Dieser Begriff der „Vollmacht“ kommt viele weitere Male in der Bibel vor, allein im Markus-Evangelium fast ein Dutzend Mal. Unter anderem gibt Jesus diese Vollmacht an seine Jünger weiter. In Markus 6 heißt es: „Er sandte sie aus, jeweils zwei zusammen, und er gab ihnen Vollmacht, die unreinen Geister auszutreiben“ (Mk 6,7). Ebenso im Matthäus-Evangelium: „Er gab ihnen die Vollmacht […] alle Krankheiten und Leiden zu heilen“ (Mt 10,1).

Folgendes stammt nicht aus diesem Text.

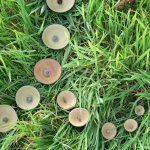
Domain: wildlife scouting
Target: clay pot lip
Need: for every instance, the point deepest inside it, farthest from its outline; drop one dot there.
(60, 10)
(68, 107)
(76, 124)
(33, 104)
(113, 133)
(46, 81)
(60, 45)
(14, 116)
(131, 122)
(141, 109)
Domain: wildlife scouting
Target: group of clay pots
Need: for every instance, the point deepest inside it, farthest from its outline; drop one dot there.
(47, 71)
(109, 130)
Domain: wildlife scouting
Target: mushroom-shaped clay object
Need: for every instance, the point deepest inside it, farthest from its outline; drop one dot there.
(56, 36)
(8, 118)
(27, 97)
(139, 110)
(109, 131)
(79, 117)
(130, 125)
(47, 71)
(60, 6)
(66, 100)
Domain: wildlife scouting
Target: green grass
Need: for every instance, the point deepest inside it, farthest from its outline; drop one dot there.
(106, 64)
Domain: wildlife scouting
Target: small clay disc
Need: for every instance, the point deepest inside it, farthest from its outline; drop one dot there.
(130, 125)
(27, 97)
(66, 100)
(8, 118)
(56, 36)
(47, 71)
(139, 110)
(60, 5)
(109, 131)
(79, 117)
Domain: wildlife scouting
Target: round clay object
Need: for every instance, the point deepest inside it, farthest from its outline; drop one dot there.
(56, 36)
(139, 110)
(27, 97)
(8, 118)
(60, 6)
(47, 71)
(109, 131)
(130, 125)
(79, 117)
(66, 100)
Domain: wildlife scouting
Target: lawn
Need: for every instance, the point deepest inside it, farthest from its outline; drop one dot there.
(106, 65)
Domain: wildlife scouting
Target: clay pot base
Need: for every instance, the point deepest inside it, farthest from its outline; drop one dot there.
(139, 110)
(56, 36)
(47, 71)
(109, 131)
(66, 100)
(8, 118)
(130, 125)
(60, 5)
(27, 97)
(79, 117)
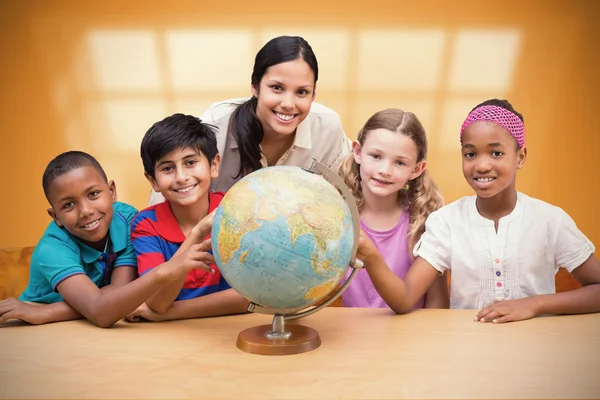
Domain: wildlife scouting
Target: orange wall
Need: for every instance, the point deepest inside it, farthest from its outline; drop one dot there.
(95, 75)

Vollmacht kann man also teilen, erteilen. Aber – wie schon geschildert – sie ist Vertrauens-Sache. Wer unser Vertrauen missbraucht, kann uns mit der ihm erteilten Vollmacht schaden. Jesus vertraut den Jüngern. Obwohl er sicher auch ihre jeweiligen persönlichen Schwächen kennt. Er teilt diese Vollmacht mit ihnen. Und auch mit uns. Als Christen sind auch wir bevollmächtigt. Und wenn uns der Begriff „Vollmacht“ erst einmal erschreckt, können wir ihn übersetzen als „Auftrag“.

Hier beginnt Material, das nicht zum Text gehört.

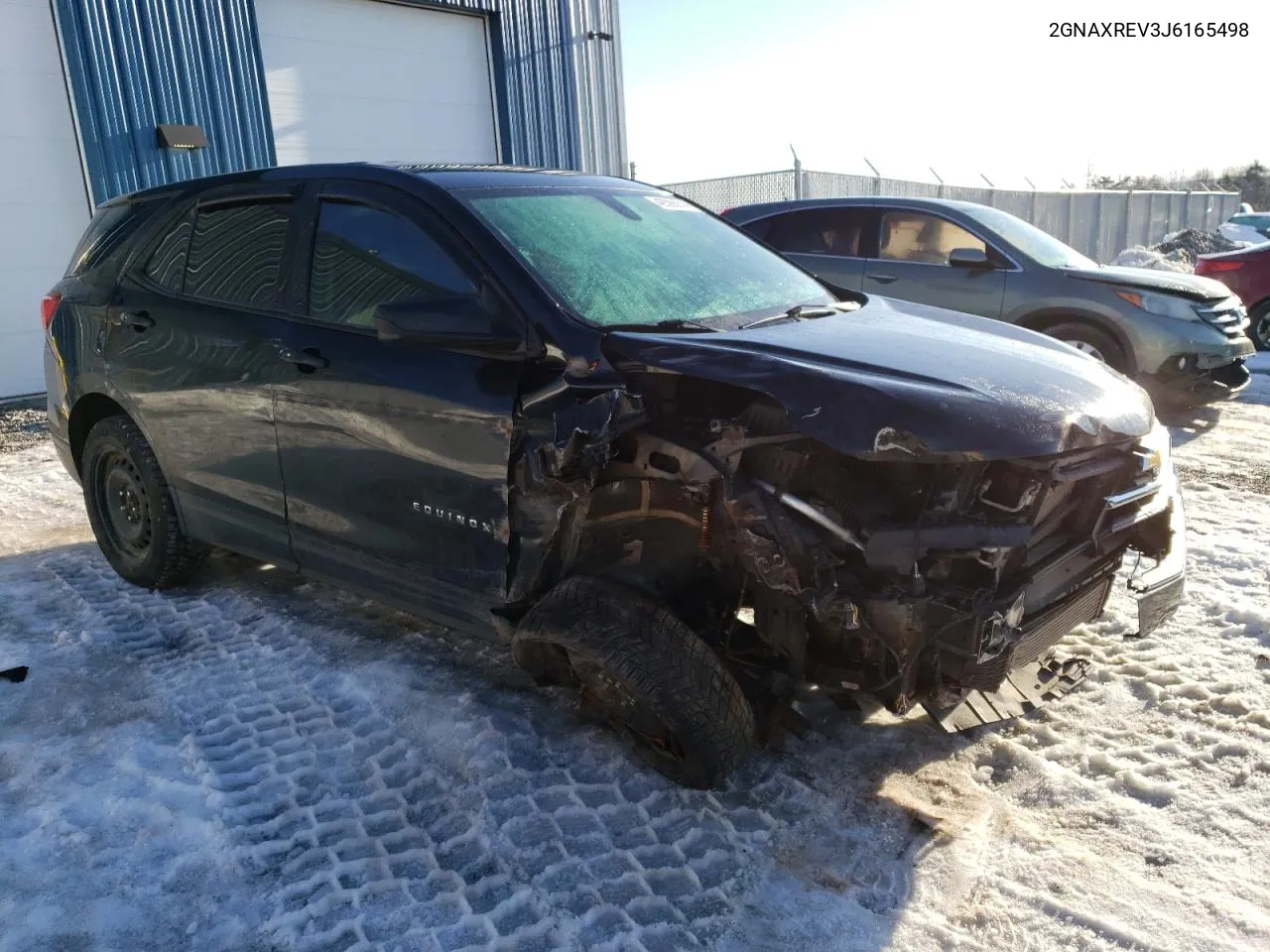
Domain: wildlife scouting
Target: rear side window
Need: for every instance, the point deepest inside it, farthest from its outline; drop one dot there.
(111, 226)
(366, 257)
(926, 239)
(235, 253)
(167, 266)
(818, 231)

Wir Christen auf Erden haben Vollmacht und Auftrag, Gottes Willen und christliche Botschaft umzusetzen. Wir sind diejenigen, die heute das tun können, was Jesus getan hat: heilen, was verwundet ist. Denn Christus hat hier und heute keine Hände, nur unsere Hände. Im Markus-Evangelium hat Jesus gehandelt. Er hat versucht Menschen zur Umkehr zu bewegen, zu einem Leben in Freiheit, Vertrauen und Gerechtigkeit. Wir handeln heute an seiner Statt – in seinem Auftrag und mit seiner Vollmacht.